6.2 Dekkingsmiddelen
De financiële uitvoerbaarheid van dit bestemmingsplan steunt op de volgende elementen:
1. De in het Ontwikkelingsbedrijf opgenomen reserveringen.
2. Opbrengsten uit zandwinning
3. De uitgifte van gronden door middel van verkoop aan derden
6.3 Beschrijving Elementen
De elementen, zoals aangegeven in het bestemmingsplan en bijbehorende plankaart, die van belang zijn voor de toetsing op de financiële haalbaarheid, zijn:
1. aanleg van waterplassen met de daarbij behorende voorzieningen.
2. verbetering openbare infrastructuur.
3. toevoeging van woningbouw
4. zandwinning
sub 1. Aanleg waterplassen met de daarbij behorende voorzieningen.
Hierbij gaat het om een drietal aan elkaar gekoppelde waterplassen van circa 60 ha groot. Deze plassen hebben naast de functie van waterberging voor de woningbouw in de Waalsprong tevens een recreatieve functie.

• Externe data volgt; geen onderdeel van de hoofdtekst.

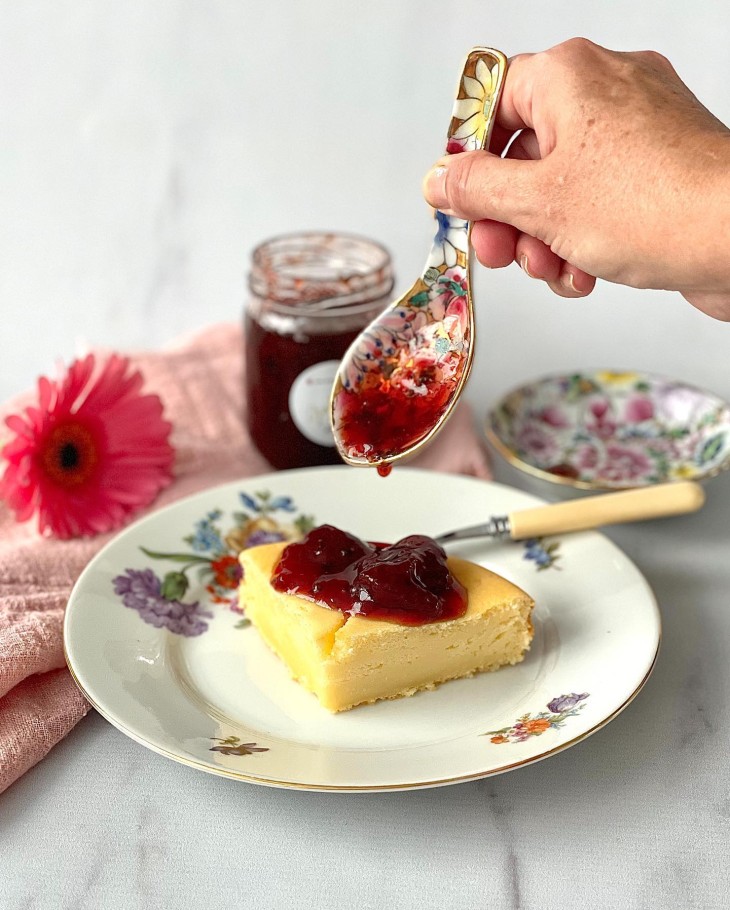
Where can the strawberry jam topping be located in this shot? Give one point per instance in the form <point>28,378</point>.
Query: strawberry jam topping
<point>407,582</point>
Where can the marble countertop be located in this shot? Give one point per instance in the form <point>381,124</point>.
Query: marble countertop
<point>637,816</point>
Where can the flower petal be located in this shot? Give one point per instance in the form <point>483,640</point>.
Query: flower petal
<point>467,107</point>
<point>473,88</point>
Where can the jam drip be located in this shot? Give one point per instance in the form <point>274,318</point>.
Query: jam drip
<point>407,582</point>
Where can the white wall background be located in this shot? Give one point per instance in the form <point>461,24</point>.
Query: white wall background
<point>147,146</point>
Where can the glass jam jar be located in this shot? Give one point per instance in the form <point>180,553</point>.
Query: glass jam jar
<point>311,294</point>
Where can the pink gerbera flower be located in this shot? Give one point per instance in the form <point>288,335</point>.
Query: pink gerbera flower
<point>91,453</point>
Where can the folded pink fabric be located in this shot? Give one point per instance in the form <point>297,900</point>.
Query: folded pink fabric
<point>200,381</point>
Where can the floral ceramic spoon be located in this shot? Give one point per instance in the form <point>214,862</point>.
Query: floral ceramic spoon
<point>402,376</point>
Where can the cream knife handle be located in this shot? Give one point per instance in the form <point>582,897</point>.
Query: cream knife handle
<point>609,508</point>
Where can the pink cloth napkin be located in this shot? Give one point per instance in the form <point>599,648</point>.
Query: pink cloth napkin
<point>200,382</point>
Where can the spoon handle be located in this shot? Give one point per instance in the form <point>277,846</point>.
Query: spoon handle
<point>470,129</point>
<point>609,508</point>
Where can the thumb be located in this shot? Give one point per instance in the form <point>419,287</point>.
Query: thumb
<point>479,185</point>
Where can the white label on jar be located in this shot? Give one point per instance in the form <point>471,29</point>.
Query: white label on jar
<point>309,401</point>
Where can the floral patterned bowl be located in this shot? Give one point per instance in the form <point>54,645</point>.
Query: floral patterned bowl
<point>612,430</point>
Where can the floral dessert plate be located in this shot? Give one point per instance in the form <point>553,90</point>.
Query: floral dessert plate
<point>154,639</point>
<point>609,430</point>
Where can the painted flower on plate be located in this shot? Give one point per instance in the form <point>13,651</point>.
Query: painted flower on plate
<point>566,702</point>
<point>473,108</point>
<point>450,289</point>
<point>143,591</point>
<point>638,409</point>
<point>93,451</point>
<point>538,444</point>
<point>450,243</point>
<point>625,463</point>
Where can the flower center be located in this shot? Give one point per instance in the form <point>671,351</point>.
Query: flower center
<point>70,455</point>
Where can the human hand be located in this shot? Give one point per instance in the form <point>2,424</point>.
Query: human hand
<point>614,170</point>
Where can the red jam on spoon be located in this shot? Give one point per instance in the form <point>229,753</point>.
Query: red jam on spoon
<point>407,582</point>
<point>387,416</point>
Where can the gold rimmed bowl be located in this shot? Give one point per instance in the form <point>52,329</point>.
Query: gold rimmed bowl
<point>610,430</point>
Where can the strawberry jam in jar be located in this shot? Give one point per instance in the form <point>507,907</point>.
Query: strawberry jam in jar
<point>311,295</point>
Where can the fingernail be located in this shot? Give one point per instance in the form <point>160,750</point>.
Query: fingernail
<point>567,279</point>
<point>434,187</point>
<point>524,265</point>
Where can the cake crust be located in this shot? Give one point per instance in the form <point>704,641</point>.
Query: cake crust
<point>352,660</point>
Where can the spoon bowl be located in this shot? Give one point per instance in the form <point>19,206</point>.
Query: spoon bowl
<point>402,376</point>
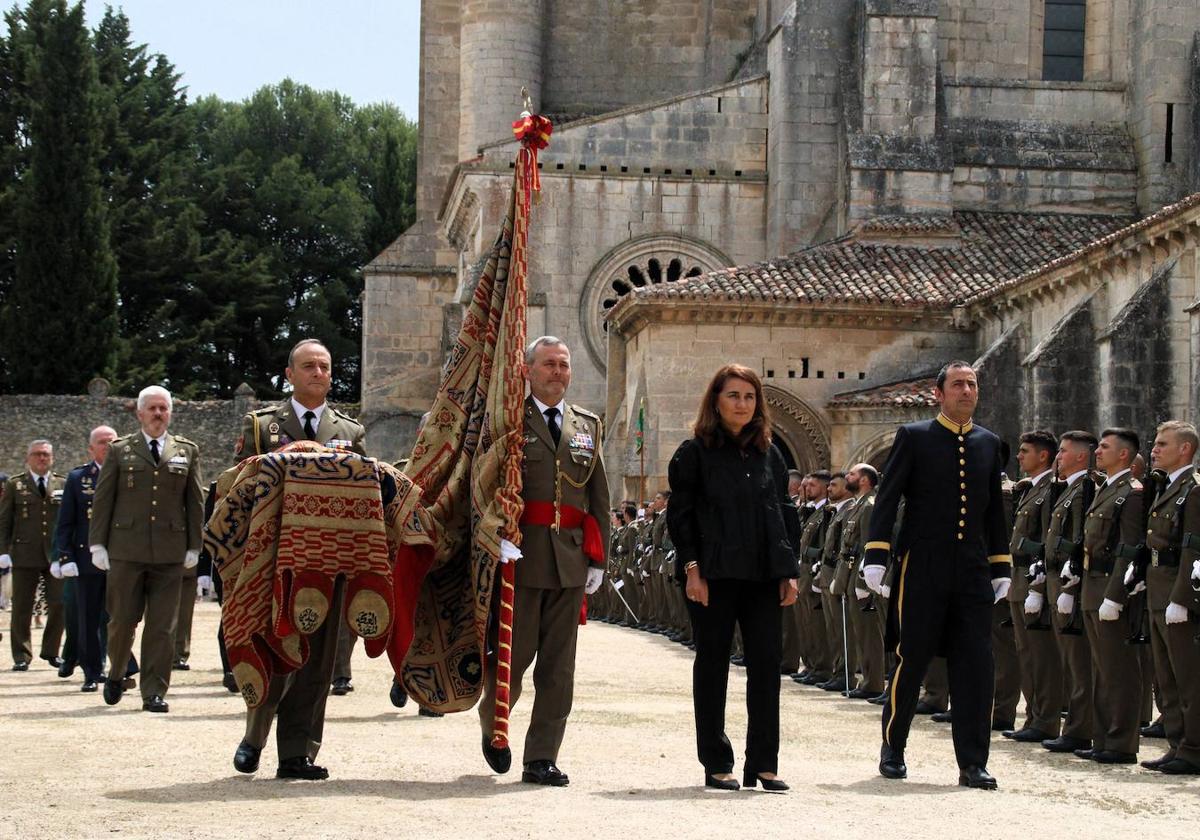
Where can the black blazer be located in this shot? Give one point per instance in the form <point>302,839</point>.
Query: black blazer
<point>731,514</point>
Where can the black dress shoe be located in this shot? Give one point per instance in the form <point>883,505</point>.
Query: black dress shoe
<point>499,759</point>
<point>300,768</point>
<point>397,695</point>
<point>1179,767</point>
<point>1066,744</point>
<point>720,784</point>
<point>773,785</point>
<point>892,763</point>
<point>1155,730</point>
<point>977,777</point>
<point>1155,763</point>
<point>544,773</point>
<point>245,759</point>
<point>155,703</point>
<point>113,691</point>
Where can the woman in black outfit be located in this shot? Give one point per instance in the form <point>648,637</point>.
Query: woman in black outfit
<point>733,527</point>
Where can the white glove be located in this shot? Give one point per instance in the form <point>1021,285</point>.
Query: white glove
<point>100,557</point>
<point>509,552</point>
<point>1069,579</point>
<point>1033,603</point>
<point>874,576</point>
<point>1000,588</point>
<point>1176,613</point>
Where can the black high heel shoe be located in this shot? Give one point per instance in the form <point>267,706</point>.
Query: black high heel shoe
<point>774,785</point>
<point>720,784</point>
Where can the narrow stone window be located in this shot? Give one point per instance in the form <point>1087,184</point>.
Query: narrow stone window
<point>1062,43</point>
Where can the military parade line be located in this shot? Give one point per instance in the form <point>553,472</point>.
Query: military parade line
<point>936,586</point>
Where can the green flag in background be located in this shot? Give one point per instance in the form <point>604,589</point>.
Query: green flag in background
<point>640,435</point>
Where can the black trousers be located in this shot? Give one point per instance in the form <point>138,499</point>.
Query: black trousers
<point>943,606</point>
<point>754,607</point>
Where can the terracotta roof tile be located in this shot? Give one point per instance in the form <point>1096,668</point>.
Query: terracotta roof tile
<point>911,393</point>
<point>993,250</point>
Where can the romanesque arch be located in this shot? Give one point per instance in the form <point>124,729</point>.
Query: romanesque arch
<point>802,431</point>
<point>645,261</point>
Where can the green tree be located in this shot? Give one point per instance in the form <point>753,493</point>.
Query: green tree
<point>58,327</point>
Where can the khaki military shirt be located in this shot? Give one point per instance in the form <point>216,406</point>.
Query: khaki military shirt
<point>27,519</point>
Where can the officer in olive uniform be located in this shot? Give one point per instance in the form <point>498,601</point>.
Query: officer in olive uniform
<point>1113,537</point>
<point>145,528</point>
<point>1173,538</point>
<point>564,483</point>
<point>299,697</point>
<point>1037,651</point>
<point>955,565</point>
<point>29,504</point>
<point>1063,540</point>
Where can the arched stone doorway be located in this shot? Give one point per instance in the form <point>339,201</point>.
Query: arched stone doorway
<point>801,432</point>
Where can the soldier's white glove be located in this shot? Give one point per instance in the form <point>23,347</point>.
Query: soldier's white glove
<point>1000,588</point>
<point>1069,579</point>
<point>1033,603</point>
<point>509,551</point>
<point>874,576</point>
<point>595,577</point>
<point>100,557</point>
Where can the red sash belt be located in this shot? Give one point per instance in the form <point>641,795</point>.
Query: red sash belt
<point>543,514</point>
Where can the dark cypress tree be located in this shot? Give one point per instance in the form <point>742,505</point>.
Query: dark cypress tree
<point>58,327</point>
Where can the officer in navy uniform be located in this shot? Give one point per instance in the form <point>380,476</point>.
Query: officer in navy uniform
<point>954,567</point>
<point>299,697</point>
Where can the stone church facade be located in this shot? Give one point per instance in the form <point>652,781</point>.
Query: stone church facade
<point>840,193</point>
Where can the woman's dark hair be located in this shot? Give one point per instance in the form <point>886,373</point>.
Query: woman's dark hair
<point>708,426</point>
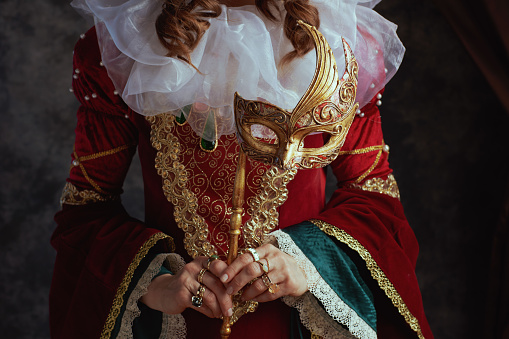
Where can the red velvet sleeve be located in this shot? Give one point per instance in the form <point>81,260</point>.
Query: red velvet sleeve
<point>366,215</point>
<point>99,246</point>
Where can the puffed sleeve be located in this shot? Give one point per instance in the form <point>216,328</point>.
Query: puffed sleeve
<point>105,258</point>
<point>359,253</point>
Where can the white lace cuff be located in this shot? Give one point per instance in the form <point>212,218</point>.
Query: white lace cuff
<point>173,326</point>
<point>323,321</point>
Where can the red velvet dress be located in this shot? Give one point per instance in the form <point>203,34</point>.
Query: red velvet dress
<point>103,253</point>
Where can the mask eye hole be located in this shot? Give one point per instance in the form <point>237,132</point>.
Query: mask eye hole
<point>264,134</point>
<point>314,140</point>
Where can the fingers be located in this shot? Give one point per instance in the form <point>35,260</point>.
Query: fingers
<point>222,301</point>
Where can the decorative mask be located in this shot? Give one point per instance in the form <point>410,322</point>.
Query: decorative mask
<point>328,106</point>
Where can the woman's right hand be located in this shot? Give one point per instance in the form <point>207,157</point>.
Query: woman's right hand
<point>172,294</point>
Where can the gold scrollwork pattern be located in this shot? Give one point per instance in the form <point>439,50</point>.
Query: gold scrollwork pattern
<point>175,188</point>
<point>72,196</point>
<point>376,272</point>
<point>118,301</point>
<point>387,186</point>
<point>264,214</point>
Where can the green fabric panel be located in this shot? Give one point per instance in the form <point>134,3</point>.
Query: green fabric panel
<point>336,268</point>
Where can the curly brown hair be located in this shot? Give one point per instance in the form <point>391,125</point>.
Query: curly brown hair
<point>182,23</point>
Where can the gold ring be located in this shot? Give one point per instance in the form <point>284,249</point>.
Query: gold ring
<point>201,274</point>
<point>211,259</point>
<point>197,300</point>
<point>272,287</point>
<point>265,267</point>
<point>253,253</point>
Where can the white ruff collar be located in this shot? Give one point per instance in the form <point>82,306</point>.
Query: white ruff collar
<point>239,52</point>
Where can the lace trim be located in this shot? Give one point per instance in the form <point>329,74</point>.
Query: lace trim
<point>376,272</point>
<point>388,186</point>
<point>264,214</point>
<point>334,306</point>
<point>124,285</point>
<point>175,188</point>
<point>72,196</point>
<point>173,326</point>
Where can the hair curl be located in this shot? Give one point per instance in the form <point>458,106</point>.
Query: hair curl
<point>182,23</point>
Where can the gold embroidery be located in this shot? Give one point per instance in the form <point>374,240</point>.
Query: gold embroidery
<point>72,196</point>
<point>175,188</point>
<point>379,185</point>
<point>378,148</point>
<point>78,161</point>
<point>263,208</point>
<point>362,177</point>
<point>362,150</point>
<point>124,285</point>
<point>375,271</point>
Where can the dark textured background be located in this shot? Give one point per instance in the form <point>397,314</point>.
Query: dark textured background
<point>447,132</point>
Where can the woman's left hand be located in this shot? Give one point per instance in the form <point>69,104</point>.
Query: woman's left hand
<point>282,270</point>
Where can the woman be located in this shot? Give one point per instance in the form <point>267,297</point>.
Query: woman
<point>161,76</point>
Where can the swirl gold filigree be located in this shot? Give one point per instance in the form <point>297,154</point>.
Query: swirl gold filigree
<point>175,186</point>
<point>265,217</point>
<point>388,186</point>
<point>376,272</point>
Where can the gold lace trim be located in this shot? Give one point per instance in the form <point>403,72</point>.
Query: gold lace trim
<point>388,186</point>
<point>175,188</point>
<point>78,161</point>
<point>376,272</point>
<point>72,196</point>
<point>124,285</point>
<point>264,214</point>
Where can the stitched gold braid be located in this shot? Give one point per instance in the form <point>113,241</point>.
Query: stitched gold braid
<point>96,156</point>
<point>175,186</point>
<point>362,177</point>
<point>388,186</point>
<point>122,289</point>
<point>376,272</point>
<point>264,214</point>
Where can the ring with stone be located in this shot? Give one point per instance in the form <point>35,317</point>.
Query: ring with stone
<point>211,259</point>
<point>201,274</point>
<point>197,300</point>
<point>253,253</point>
<point>272,287</point>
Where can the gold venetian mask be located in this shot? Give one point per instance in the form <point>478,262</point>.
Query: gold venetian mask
<point>328,106</point>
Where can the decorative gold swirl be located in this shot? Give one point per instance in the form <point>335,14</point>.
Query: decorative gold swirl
<point>72,196</point>
<point>175,186</point>
<point>376,272</point>
<point>388,186</point>
<point>118,301</point>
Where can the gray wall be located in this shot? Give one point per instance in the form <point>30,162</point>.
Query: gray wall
<point>446,130</point>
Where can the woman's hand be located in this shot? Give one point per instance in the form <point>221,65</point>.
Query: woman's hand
<point>172,294</point>
<point>282,270</point>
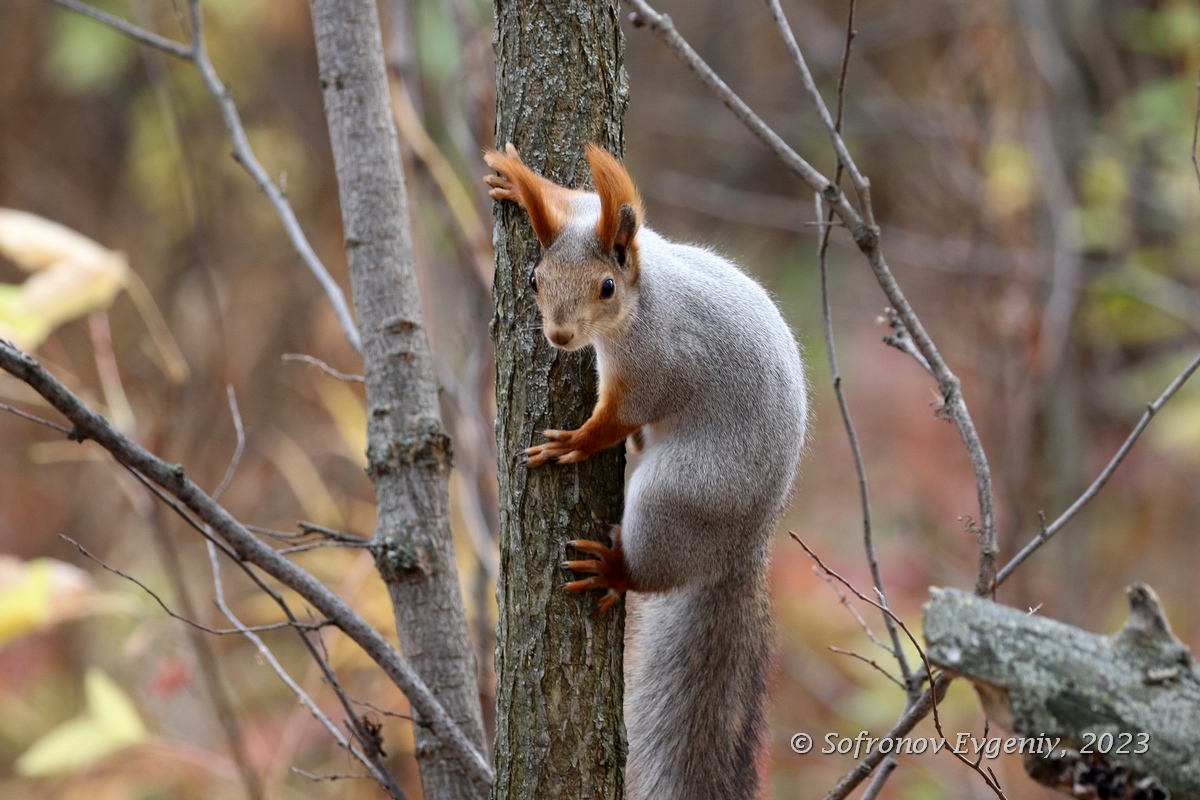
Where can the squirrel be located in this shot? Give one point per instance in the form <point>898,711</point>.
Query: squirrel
<point>697,366</point>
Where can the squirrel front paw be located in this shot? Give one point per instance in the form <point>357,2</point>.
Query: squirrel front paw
<point>562,449</point>
<point>502,186</point>
<point>607,570</point>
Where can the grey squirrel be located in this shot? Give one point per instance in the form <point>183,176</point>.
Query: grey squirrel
<point>696,362</point>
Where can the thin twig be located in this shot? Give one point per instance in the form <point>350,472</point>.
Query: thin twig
<point>33,417</point>
<point>241,150</point>
<point>238,450</point>
<point>312,546</point>
<point>988,777</point>
<point>910,685</point>
<point>324,367</point>
<point>1195,134</point>
<point>246,547</point>
<point>881,776</point>
<point>245,156</point>
<point>661,26</point>
<point>901,341</point>
<point>376,771</point>
<point>331,533</point>
<point>1103,477</point>
<point>171,612</point>
<point>333,776</point>
<point>862,186</point>
<point>142,35</point>
<point>383,710</point>
<point>853,612</point>
<point>873,662</point>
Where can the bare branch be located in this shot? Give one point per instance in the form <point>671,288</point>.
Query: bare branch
<point>329,533</point>
<point>901,341</point>
<point>334,776</point>
<point>245,156</point>
<point>34,417</point>
<point>312,546</point>
<point>238,450</point>
<point>853,612</point>
<point>1195,134</point>
<point>661,26</point>
<point>873,662</point>
<point>324,367</point>
<point>988,776</point>
<point>139,34</point>
<point>1103,477</point>
<point>377,771</point>
<point>245,546</point>
<point>862,186</point>
<point>881,777</point>
<point>173,614</point>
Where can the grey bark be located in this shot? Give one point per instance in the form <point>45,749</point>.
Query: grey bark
<point>408,451</point>
<point>559,727</point>
<point>1037,677</point>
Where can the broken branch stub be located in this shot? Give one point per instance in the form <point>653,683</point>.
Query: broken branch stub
<point>1126,707</point>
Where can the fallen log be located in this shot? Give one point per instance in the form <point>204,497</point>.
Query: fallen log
<point>1126,707</point>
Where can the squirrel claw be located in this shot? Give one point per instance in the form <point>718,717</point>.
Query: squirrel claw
<point>558,450</point>
<point>609,570</point>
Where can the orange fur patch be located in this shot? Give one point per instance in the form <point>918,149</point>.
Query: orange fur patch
<point>545,202</point>
<point>616,188</point>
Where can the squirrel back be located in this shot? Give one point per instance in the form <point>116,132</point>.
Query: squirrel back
<point>695,358</point>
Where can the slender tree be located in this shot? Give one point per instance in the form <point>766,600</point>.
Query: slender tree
<point>408,451</point>
<point>561,84</point>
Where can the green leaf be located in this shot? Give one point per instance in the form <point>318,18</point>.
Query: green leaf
<point>87,56</point>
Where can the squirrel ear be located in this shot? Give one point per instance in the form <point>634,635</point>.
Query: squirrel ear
<point>627,228</point>
<point>621,205</point>
<point>538,196</point>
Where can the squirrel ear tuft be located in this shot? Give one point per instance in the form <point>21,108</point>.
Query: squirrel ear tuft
<point>546,211</point>
<point>621,205</point>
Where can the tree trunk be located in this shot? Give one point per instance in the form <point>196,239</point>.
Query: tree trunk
<point>559,731</point>
<point>408,451</point>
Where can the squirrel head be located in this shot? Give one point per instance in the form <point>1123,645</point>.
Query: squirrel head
<point>587,278</point>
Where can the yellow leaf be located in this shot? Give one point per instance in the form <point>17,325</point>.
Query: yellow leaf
<point>112,708</point>
<point>1012,180</point>
<point>71,276</point>
<point>37,594</point>
<point>109,725</point>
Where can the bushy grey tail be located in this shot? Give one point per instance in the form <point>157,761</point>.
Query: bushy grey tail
<point>697,683</point>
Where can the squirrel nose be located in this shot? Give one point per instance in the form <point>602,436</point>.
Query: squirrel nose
<point>561,336</point>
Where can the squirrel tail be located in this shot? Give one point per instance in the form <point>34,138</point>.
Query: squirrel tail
<point>695,714</point>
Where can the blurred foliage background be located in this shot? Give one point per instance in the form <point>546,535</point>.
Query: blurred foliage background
<point>1031,168</point>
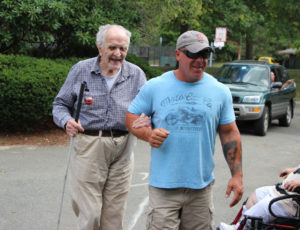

Om deze functie te versterken kan circa 20.000 m2 b.v.o. aan commerciële voorzieningen gerealiseerd worden in het aansluitende leisurepark.
sub 2. Verbetering openbare infrastructuur.
Het bestemmingsplan biedt de mogelijkheid fiets- en wandelpaden te realiseren met een
lengte van circa 4 km. Ten behoeve van de autobereikbaarheid van de voorzieningen zal
ten zuiden van de Ovatonde een groot parkeerterrein aangelegd worden.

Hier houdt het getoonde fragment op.